With a $15 million GST exemption, dynasty trust strategies — where assets pass through multiple generations without estate tax — become viable for a broader range of families.
Portability allows a surviving spouse to claim the unused portion of the deceased spouse's estate tax exemption. If the first spouse to die used $3 million of their $15 million exemption, the surviving spouse can add the remaining $12 million to their own $15 million — for a total of $27 million.
But portability isn't automatic. The executor must file Form 706 (the federal estate tax return) within 9 months of death (with a 6-month extension available), even if no estate tax is owed. Failing to file means the unused exemption is lost forever.
This is one of the most common and costly estate planning mistakes. If your spouse passes away and their estate is well below $15 million, you still need to file Form 706 to preserve portability. The IRS has a late-filing procedure, but it's far better to handle it on time.
Here's where the celebration gets complicated. The federal exemption may be $15 million, but 12 states and the District of Columbia impose their own estate taxes with much lower thresholds:
| State | Exemption Amount | Top Rate |
|---|---|---|
| Connecticut | $13,610,000 | 12% |
| District of Columbia | $4,710,000 | 16% |
| Hawaii | $5,490,000 | 20% |
| Illinois | $4,000,000 | 16% |
| Maine | $6,800,000 | 12% |
| Maryland | $5,000,000 | 16% |
| Massachusetts | $2,000,000 | 16% |
| Minnesota | $3,000,000 | 16% |
| New York | $7,350,000 | 16% |
| Oregon | $1,000,000 | 16% |
| Rhode Island | $1,774,583 | 16% |
| Vermont | $5,000,000 | 16% |
| Washington | $2,193,000 | 20% |
2026 values where available; some states index annually.
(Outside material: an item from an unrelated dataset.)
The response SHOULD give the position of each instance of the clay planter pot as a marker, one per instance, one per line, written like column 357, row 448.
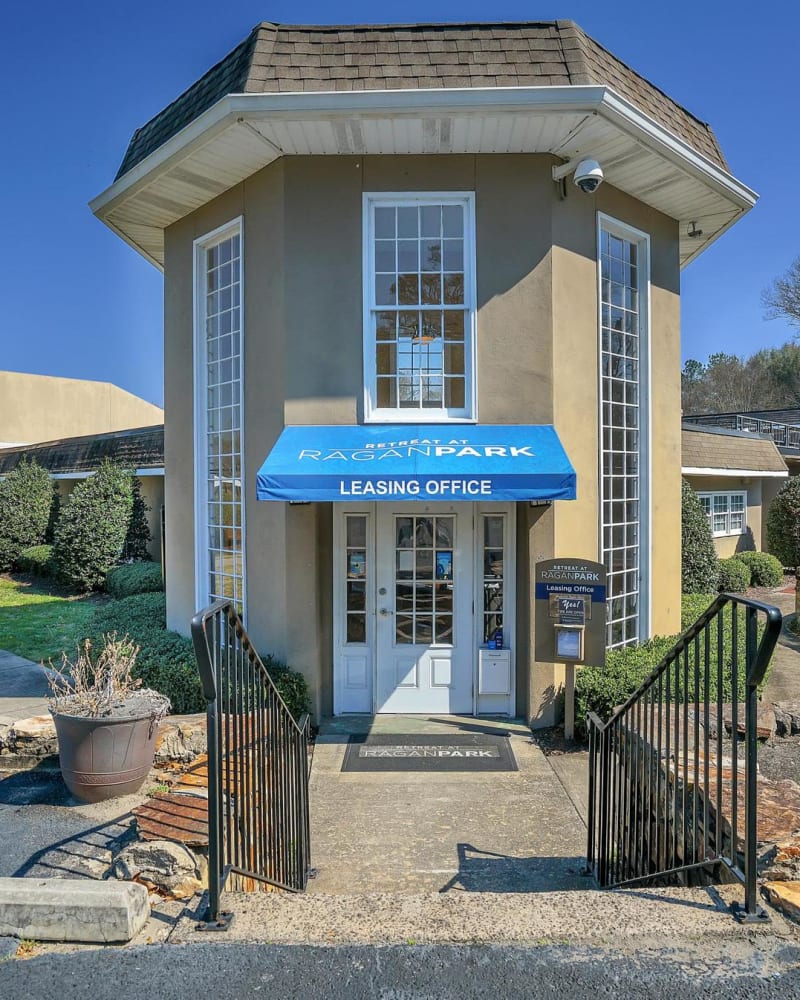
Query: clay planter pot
column 106, row 757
New York's estate tax deserves special attention because of its notorious "cliff" provision. If your taxable estate exceeds 105% of the exemption ($7,350,000 × 1.05 = ~$7,717,500), the exemption disappears entirely and the full estate is taxed — not just the excess.
An estate of $7.3 million owes zero New York estate tax. An estate of $7.8 million could owe roughly $600,000. That $500,000 difference in estate value creates a $600,000 tax liability. It's one of the most punitive provisions in any state tax code and creates enormous planning pressure for New Yorkers with estates in the $6–8 million range.
With the federal exemption at $15 million permanent, the planning focus shifts in several ways:
For estates under $15 million ($30 million for couples): Federal estate tax is no longer a concern. Focus shifts to state-level estate tax planning — particularly in states like Massachusetts ($2M exemption), Oregon ($1M), and Washington ($2.2M).
For estates above $15 million: The 40% federal rate still applies to amounts over the exemption. Irrevocable life insurance trusts (ILITs), grantor retained annuity trusts (GRATs), and charitable remainder trusts (CRTs) remain important tools.
For everyone: Review existing estate plans drafted when the exemption was lower or expected to sunset. Trusts created to shelter $7 million may be unnecessarily complex now that the exemption is $15 million. Simplification may be possible — and desirable.
The permanence of the $15 million exemption is a genuine shift. But permanence in tax law is only as durable as the next Congress. Plan for the law as it exists today while maintaining flexibility.
This article is for informational purposes only and does not constitute tax advice. Consult a qualified tax professional for guidance specific to your situation.